Ni@NiO Nanowires on Nickel Foam Prepared via “Acid Hungry” Strategy: High Supercapacitor Performance and Robust Electrocatalysts for Water Splitting Reaction

Ni/NiO core–shell nanowires on nickel foam (NF) are successfully synthesized using an “acid-hungry” strategy. The 3D electrode with large accessible active sites and improved conductivity, possesses an optimized ionic and electronic transport path during electrochemical processes. High areal capacitance of 1.65 F cm⁻² is obtained at an ultrahigh current density of 100 mA cm⁻², which is 19.88 times higher than pristine NF. The direct growth of nanowires makes the present supercapacitor electrode robust for long-term cycling test.

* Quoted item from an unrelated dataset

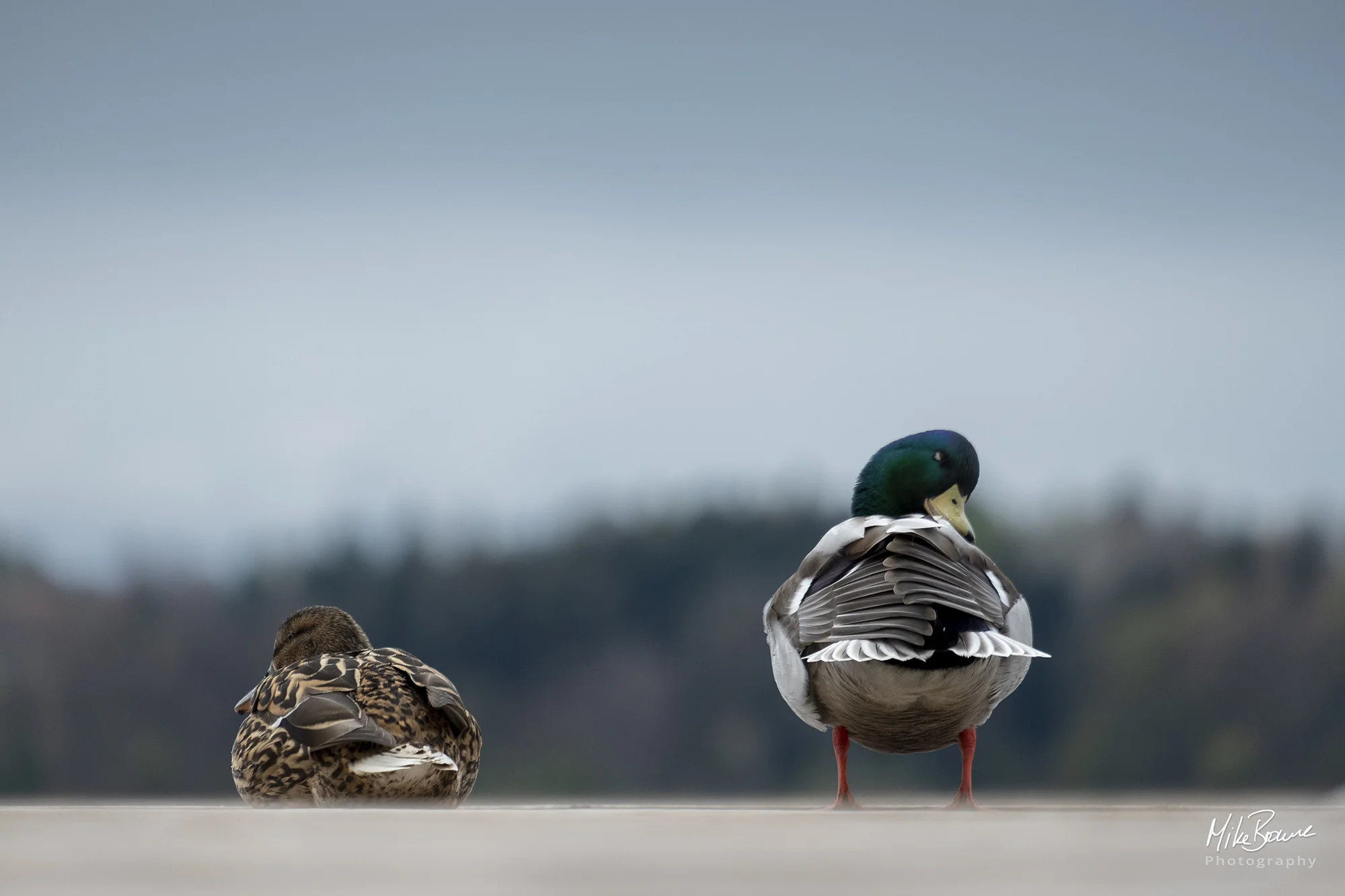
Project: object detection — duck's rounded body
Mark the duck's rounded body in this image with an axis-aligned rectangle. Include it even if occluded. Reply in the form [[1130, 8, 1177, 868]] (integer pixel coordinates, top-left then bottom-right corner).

By virtue of the favorable hydrogen adsorption energies on Ni⁰ and OH_ads energy on NiO or NiOOH, the 3D electrode exhibits high performance in hydrogen evolution reaction with 146 mV at η_{10mA cm^-2} and Tafel value of 72 mV dec⁻¹, and oxygen evolution reaction with 382 mV at η_{10mA cm^-2} and Tafel value of 103 mV dec⁻¹ in 1 m KOH. An electrolyzer using 3D electrodes as both anode and cathode can yield a current density of 10 mA cm⁻² at 1.71 V, and possesses superior long-term stability to an electrolyzer consisting of Pt/C||Ir/C. The present work develops an effective and low-cost method for the large-scale fabrication of Ni/NiO core–shell nanowires on commercial NF, providing a promising candidate for supercapacitors, fuel cells, and electrocatalysis.